Embora a questão seja polêmica, é preciso alertar que diante dos termos da redação atual do inciso I do artigo 1.829 do Código Civil, o mais provável é que no regime da separação convencional o cônjuge sobrevivente seja considerado herdeiro do falecido.


Bens recebidos com cláusula de incomunicabilidade – Entendemos que o fato do cônjuge falecido ter recebido bens gravados com cláusula de incomunicabilidade não impede que o cônjuge concorra, como herdeiro, na sucessão desses bens.

Parece claro que o espírito da lei foi o de estabelecer, como regra geral, que o cônjuge seja herdeiro dos bens que não integram o patrimônio comum — dos quais, não custa repetir, ele é meeiro.

Ora, a cláusula de incomunicabilidade faz com que o bem não integre o patrimônio do casal, e é justamente esse o tipo de bem em que o cônjuge sobrevivente concorre à sucessão na qualidade de herdeiro.

Regime da comunhão parcial – A parte final do inciso I, do artigo 1.829 do Código Civil (“…ou se, no regime da comunhão parcial, o autor não houver deixado bens particulares.”) tem sido interpretada pela maior parte da doutrina de maneira harmônica indicando que o cônjuge não será herdeiro, no regime da comunhão parcial, se o falecido não tiver deixado bens particulares.

Inexistindo bens particulares, o sobrevivente seria meeiro do patrimônio comum. Existindo bens particulares, o cônjuge sobrevivente seria herdeiro destes e meeiro dos bens que integram o patrimônio comum.

Note-se que existiria aqui, também, uma incongruência na medida em que, optando pelo regime da comunhão parcial, os cônjuges voluntariamente estariam excluindo determinados bens do patrimônio comum, não havendo sentido em derrogar essa manifestação voluntária de vontade quando, como já visto acima, a lei considera que o cônjuge não é herdeiro nas hipóteses de separação obrigatória.

Voltando ao tema, embora majoritária, essa interpretação não é uníssona. A desembargadora Maria Berenice Dias, do Tribunal de Justiça do Rio Grande do Sul sustenta que a pontuação do texto do inciso I do artigo 1.829 não deixaria margens para dúvida: se o regime é o da comunhão parcial e não existem bens particulares, isso significa que todo o patrimônio foi amealhado pelo casal, razão pela qual o cônjuge sobrevivente seria meeiro e herdeiro. Com relação aos bens particulares, o cônjuge não seria herdeiro e muito menos meeiro.

Uma observação final – Convém mencionar que o cônjuge somente poderá participar da sucessão se não estava separado judicialmente, ou se não estava separado de fato há menos de dois anos.

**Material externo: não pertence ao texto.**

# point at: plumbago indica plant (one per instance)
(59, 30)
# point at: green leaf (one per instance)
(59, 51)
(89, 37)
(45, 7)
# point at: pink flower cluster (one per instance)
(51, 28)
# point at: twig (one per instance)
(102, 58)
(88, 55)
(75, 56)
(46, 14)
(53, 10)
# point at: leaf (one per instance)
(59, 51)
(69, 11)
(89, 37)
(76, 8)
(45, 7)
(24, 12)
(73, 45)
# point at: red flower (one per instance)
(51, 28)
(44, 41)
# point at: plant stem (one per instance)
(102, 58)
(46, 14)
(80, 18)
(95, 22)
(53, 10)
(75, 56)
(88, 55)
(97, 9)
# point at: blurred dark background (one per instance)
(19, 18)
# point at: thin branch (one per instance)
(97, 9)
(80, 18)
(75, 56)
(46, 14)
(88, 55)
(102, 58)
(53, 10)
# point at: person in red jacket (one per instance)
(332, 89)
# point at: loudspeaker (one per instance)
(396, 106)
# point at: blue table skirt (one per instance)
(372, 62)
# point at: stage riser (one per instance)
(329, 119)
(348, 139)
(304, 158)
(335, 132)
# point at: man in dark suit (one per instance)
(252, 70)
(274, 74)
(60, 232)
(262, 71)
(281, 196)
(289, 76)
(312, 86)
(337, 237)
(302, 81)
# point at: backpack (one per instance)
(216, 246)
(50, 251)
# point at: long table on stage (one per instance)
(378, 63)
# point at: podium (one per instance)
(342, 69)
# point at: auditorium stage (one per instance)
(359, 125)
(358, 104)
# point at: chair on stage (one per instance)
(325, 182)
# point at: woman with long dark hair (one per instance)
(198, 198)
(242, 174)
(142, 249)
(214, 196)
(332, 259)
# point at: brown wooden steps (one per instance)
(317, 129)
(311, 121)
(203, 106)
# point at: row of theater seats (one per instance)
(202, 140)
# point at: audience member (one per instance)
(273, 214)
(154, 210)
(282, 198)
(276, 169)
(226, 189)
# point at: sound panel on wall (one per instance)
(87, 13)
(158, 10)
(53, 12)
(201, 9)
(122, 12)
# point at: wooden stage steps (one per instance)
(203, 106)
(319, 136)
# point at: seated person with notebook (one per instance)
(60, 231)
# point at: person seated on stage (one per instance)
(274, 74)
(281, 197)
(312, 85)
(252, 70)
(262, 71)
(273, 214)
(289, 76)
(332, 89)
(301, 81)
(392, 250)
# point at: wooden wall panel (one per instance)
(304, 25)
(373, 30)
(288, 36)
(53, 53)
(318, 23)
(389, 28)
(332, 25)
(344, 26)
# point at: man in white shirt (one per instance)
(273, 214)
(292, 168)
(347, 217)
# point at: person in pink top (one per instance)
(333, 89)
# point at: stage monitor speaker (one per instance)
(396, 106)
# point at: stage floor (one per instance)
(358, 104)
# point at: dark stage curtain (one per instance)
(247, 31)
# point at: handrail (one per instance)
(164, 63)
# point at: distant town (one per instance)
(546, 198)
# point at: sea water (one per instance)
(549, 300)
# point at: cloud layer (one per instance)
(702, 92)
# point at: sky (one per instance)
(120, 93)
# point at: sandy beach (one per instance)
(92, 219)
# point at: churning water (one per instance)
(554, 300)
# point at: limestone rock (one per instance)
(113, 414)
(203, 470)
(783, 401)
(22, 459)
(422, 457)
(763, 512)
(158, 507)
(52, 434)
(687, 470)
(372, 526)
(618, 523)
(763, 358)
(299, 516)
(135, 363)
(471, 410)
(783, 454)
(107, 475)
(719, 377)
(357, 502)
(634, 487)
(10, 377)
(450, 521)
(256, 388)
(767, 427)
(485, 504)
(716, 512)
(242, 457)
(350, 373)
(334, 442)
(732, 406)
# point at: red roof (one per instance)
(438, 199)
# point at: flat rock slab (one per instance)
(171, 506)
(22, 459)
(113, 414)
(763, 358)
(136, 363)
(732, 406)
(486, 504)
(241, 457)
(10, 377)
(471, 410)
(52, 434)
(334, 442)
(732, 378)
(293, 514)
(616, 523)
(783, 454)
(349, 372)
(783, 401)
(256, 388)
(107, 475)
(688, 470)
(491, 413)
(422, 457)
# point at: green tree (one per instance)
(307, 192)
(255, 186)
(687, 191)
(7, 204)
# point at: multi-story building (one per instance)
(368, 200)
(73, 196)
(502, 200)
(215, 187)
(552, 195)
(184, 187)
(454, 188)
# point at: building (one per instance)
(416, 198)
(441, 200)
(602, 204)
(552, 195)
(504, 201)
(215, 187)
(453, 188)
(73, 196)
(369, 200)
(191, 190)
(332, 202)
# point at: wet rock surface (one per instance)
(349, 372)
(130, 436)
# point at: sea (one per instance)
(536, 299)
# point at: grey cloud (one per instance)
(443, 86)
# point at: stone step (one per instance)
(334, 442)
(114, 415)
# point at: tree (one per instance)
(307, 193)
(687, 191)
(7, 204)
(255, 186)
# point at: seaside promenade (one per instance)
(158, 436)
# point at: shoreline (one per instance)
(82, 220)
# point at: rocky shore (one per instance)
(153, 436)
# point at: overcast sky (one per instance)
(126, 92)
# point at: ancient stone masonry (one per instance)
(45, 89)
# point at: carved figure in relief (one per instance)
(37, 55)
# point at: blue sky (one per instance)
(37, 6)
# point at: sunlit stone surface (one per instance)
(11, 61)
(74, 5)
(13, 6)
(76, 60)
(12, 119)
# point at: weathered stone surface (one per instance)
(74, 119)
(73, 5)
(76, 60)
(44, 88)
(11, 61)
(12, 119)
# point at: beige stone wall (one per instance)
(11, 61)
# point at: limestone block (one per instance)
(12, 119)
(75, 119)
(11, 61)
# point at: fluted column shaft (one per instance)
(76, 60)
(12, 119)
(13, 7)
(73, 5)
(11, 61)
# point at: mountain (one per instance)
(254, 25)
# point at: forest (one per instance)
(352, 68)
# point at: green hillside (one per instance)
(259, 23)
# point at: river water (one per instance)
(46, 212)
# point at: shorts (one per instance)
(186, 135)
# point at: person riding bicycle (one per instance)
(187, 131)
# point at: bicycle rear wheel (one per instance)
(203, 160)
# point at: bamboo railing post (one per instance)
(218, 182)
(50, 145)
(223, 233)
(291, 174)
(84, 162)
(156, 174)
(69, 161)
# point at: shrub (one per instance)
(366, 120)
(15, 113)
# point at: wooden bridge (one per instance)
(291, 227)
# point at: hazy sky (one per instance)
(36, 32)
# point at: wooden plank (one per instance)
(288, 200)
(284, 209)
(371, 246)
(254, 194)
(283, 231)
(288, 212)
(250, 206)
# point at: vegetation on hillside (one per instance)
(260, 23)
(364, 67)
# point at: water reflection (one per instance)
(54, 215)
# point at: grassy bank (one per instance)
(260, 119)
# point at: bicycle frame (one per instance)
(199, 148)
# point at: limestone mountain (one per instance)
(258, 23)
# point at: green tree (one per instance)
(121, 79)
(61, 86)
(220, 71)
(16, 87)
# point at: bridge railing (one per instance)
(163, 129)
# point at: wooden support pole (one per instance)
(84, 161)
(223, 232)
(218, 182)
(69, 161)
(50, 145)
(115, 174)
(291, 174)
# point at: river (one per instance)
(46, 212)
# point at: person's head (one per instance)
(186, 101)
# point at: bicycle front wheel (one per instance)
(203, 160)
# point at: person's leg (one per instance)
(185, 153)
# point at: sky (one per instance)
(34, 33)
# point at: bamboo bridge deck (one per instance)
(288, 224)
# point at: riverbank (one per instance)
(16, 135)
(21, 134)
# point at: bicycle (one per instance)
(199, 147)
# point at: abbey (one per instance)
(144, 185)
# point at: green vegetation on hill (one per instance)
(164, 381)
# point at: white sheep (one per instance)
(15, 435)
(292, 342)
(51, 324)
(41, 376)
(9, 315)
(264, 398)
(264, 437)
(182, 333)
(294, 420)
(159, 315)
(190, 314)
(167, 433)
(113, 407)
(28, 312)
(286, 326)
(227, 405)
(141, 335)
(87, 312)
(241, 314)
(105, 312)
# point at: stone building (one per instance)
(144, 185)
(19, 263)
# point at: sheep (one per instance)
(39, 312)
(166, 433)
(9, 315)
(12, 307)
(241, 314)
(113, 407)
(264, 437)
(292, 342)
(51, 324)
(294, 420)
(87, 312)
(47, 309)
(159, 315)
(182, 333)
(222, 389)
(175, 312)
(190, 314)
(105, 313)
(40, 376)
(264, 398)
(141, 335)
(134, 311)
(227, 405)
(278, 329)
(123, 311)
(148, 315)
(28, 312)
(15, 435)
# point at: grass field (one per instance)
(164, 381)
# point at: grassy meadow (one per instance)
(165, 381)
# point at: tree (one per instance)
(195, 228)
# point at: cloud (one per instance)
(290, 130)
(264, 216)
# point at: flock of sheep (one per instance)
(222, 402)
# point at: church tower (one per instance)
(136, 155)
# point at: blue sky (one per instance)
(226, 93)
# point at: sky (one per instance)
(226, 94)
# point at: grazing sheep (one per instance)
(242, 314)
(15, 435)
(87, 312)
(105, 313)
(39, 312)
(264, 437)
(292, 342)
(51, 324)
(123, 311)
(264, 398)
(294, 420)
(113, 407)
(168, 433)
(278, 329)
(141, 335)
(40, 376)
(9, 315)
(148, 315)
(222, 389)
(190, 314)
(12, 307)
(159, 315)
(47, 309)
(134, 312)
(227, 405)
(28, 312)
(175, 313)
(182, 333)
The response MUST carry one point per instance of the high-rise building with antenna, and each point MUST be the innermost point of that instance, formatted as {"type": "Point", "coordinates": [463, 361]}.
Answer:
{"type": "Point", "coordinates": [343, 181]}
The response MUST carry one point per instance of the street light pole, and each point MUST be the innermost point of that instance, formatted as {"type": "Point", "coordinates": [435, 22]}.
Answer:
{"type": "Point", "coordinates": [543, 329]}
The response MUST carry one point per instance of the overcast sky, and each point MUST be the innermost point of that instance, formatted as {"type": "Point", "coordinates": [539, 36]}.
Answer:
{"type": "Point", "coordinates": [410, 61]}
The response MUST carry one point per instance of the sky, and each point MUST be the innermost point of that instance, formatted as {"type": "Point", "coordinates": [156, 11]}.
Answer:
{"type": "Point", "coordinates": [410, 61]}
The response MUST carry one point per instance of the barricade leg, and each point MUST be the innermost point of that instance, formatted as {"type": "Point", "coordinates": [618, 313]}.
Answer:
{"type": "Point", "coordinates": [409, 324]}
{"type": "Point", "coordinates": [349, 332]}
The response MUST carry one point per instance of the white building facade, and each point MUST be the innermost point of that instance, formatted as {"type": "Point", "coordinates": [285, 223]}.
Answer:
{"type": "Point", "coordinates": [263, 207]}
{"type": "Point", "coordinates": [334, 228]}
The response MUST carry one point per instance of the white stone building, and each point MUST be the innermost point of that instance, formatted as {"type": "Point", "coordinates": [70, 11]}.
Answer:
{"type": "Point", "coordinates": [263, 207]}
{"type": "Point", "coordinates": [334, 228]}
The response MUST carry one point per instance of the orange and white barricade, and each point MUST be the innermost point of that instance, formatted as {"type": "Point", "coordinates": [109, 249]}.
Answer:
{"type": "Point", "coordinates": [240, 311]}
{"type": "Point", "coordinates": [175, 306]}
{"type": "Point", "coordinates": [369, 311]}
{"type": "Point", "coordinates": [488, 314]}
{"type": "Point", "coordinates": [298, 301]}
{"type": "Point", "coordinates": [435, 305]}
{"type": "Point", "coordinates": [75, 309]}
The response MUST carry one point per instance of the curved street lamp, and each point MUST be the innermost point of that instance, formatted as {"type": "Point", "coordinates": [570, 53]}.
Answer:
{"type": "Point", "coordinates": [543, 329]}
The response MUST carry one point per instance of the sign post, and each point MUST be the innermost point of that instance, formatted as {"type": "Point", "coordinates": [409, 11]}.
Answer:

Se a separação de fato ocorreu há mais de dois anos, o cônjuge somente será herdeiro se provar que não deu causa ao rompimento.

Conclusão – A alteração legislativa aqui comentada poderá trazer graves conseqüências no âmbito sucessório, atingindo inclusive planejamentos patrimoniais anteriormente concretizados.

Embora haja um clamor para que seja dada nova redação ao artigo 1.829 do Código Civil, não se tem qualquer garantia de que isso efetivamente venha a ocorrer, muito menos de quando ocorrerá.

Por outro lado, tratando-se de lei nova, somente daqui a alguns anos começará a ser formada jurisprudência a respeito do tema. Por mais que se tenha convicção a respeito de que esta ou aquela interpretação seja correta, haverá sempre o risco de sobrevir orientação jurisprudencial em sentido contrário.

Se a possibilidade do cônjuge sobrevivente ser herdeiro representar risco grave ao planejamento sucessório, é recomendável que seja feito um estudo, caso a caso, de eventuais alternativas que, a princípio, devem ser focadas em transferências patrimoniais em vida e em disposições testamentárias.

As alternativas para solucionar ou, ao menos, minorar os problemas decorrentes do novo regime sucessório introduzido pelo artigo 1.829, inciso I, deverão ser estudadas caso a caso.